Built for ML engineers, researchers, and AI developers, DeepFabric streamlines the entire agent training pipeline: from hierarchical topic generation to structured reasoning templates to model-ready formats across all major training frameworks. Whether you're building MCP-compatible agents, distilling capabilities into smaller models, or creating specialized tool-calling systems, DeepFabric provides the high-quality, diverse training data you need at scale.

## Generation to Training

DeepFabric datasets are ready for immediate training, multi-format capable with no conversion scripts needed, no preprocessing pipelines, just generate and train:

**Supervised Fine-Tuning (SFT)**: Drop DeepFabric datasets directly into HuggingFace TRL's `SFTTrainer` for tool-calling and conversational agent training. The `builtin://trl_sft_tools` formatter outputs the exact structure TRL expects, including function schemas and multi-turn tool interactions.

```python
from trl import SFTTrainer
from datasets import load_dataset

# Load your DeepFabric dataset
dataset = load_dataset("json", data_files="your_deepfabric_dataset.jsonl")

# Train directly with TRL - no preprocessing needed
trainer = SFTTrainer(
    model=model,
    train_dataset=dataset["train"],
    # ... your training config
)
trainer.train()
```

Or if your dataset is already in a different template style, simply re-format on the fly direct within your training notebook.

```python
from trl import SFTTrainer
from datasets import load_dataset

!deepfabric format --repo "org/deepfabric-dataset" -f trl_sft_tools -o dataset.jsonl
dataset = load_dataset("json", data_files="dataset.jsonl", split="train")

# Train directly with TRL - no preprocessing needed
trainer = SFTTrainer(
    model=model,
    train_dataset=dataset["train"],
    # ... your training config
)
trainer.train()
```

**Reinforcement Learning from Process Supervision (GRPO)**: Train models to generate step-by-step reasoning with the `builtin://grpo` formatter.

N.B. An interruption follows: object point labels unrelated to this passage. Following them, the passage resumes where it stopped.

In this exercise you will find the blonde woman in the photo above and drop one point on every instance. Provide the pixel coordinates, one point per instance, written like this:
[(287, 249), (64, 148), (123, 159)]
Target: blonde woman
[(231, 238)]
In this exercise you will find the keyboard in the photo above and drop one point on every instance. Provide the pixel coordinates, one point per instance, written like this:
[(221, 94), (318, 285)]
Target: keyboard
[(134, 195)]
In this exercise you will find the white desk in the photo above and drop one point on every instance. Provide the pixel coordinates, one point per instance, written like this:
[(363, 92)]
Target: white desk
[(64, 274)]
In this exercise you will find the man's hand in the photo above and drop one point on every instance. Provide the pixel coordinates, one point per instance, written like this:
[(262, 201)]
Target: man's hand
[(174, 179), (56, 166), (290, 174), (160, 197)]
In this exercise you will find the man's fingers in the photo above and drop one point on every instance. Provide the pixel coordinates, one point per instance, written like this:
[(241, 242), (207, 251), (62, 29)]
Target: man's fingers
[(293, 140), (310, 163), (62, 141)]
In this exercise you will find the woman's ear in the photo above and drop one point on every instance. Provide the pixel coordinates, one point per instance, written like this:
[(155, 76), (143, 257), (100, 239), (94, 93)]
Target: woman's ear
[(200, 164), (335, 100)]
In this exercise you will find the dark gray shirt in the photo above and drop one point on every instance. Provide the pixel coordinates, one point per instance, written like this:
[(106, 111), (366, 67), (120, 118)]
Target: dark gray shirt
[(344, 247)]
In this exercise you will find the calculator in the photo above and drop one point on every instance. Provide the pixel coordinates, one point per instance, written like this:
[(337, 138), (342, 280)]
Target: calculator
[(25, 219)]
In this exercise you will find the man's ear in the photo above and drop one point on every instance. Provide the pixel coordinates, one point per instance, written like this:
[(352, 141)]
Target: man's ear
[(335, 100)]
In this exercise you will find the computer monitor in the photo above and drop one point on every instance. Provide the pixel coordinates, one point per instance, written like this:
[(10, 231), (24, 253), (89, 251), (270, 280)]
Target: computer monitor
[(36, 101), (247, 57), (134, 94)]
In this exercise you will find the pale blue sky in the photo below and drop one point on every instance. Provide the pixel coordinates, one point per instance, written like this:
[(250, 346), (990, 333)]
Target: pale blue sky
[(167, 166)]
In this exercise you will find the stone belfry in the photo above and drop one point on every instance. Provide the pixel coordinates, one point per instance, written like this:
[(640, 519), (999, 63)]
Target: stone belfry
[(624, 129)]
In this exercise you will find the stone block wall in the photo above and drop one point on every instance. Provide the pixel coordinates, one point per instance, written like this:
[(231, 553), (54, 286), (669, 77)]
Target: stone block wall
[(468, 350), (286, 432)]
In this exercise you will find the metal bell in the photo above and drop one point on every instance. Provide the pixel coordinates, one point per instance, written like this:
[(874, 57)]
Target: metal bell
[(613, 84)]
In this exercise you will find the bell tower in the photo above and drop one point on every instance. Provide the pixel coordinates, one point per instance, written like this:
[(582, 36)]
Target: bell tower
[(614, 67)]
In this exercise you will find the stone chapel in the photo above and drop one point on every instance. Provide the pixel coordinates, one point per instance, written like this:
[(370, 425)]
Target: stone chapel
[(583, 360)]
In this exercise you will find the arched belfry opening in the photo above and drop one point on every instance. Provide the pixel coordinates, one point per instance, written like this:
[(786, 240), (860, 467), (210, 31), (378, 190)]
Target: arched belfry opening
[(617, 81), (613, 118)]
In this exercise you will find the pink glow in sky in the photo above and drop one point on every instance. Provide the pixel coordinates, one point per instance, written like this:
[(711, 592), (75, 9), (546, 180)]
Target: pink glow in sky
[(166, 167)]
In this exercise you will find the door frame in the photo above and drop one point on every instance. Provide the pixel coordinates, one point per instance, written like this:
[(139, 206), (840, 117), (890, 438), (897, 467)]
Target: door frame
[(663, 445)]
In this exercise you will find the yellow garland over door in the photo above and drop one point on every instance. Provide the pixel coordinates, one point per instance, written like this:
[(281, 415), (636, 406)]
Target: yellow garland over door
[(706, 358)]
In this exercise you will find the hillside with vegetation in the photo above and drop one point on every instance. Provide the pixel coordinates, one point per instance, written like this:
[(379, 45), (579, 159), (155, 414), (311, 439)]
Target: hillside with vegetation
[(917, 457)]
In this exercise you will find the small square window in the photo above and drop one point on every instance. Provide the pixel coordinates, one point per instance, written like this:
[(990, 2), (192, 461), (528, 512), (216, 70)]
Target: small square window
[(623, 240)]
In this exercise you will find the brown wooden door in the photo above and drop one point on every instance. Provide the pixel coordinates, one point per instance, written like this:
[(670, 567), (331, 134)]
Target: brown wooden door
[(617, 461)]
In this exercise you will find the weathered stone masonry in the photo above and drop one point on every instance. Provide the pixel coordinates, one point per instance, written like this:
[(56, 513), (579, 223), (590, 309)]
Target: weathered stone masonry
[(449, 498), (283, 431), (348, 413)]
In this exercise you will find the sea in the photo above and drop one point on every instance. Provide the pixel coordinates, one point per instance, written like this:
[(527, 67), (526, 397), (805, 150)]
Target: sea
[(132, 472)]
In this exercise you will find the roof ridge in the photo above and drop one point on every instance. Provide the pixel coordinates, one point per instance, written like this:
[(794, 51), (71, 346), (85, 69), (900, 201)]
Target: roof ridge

Ideal for mathematical reasoning, complex problem-solving, and transparent decision-making where each reasoning step can be verified and reinforced.

```python
# GRPO-formatted dataset with explicit reasoning traces
dataset = load_dataset("json", data_files="math_reasoning_grpo.jsonl")

# Each example contains structured reasoning steps for RL optimization
# Perfect for training models that show their work
```

**Multi-Framework Support**: The same dataset generation can target Unsloth, Axolotl, or custom frameworks through DeepFabric's formatter system—generate once, experiment with multiple training approaches without regenerating data.

## Key Features

### Core Capabilities
- **Hierarchical Topic Generation**: Tree and graph-based architectures for comprehensive domain coverage
- **Multi-Format Export**: Direct export to popular training formats (no conversion scripts needed)
- **Conversation Templates**: Support for various dialogue patterns and reasoning styles
- **Tool Calling Support**: Generate function-calling and agent interaction datasets
- **Structured Output**: Pydantic & Outlines enforced schemas for consistent, high-quality data
- **Multi-Provider Support**: Works with OpenAI, Anthropic, Google, Ollama, OpenRouter and more
- **HuggingFace Integration**: Direct dataset upload with auto-generated cards

## Why Train SLMs for Agents?

Training smaller, specialized models for agentic tasks offers distinct advantages over relying on large API-based models:

- **Cost Efficiency**: Deploy fine-tuned agents locally instead of paying per API call, dramatically reducing operational costs
- **Privacy & Control**: Keep sensitive data and agent reasoning entirely within your infrastructure
- **Specialized Behavior**: Train models to follow your exact tool-calling patterns, reasoning styles, and domain expertise
- **Format Flexibility**: Generate once, train everywhere—DeepFabric's formatters support TRL, Unsloth, Axolotl, and custom training frameworks
- **MCP Ecosystem Ready**: Create training datasets optimized for Model Context Protocol servers and standardized tool interfaces

DeepFabric's structured approach ensures your training data teaches not just *what* tools to call, but *why* they're selected and *how* to construct parameters—the reasoning traces that transform models into reliable agents.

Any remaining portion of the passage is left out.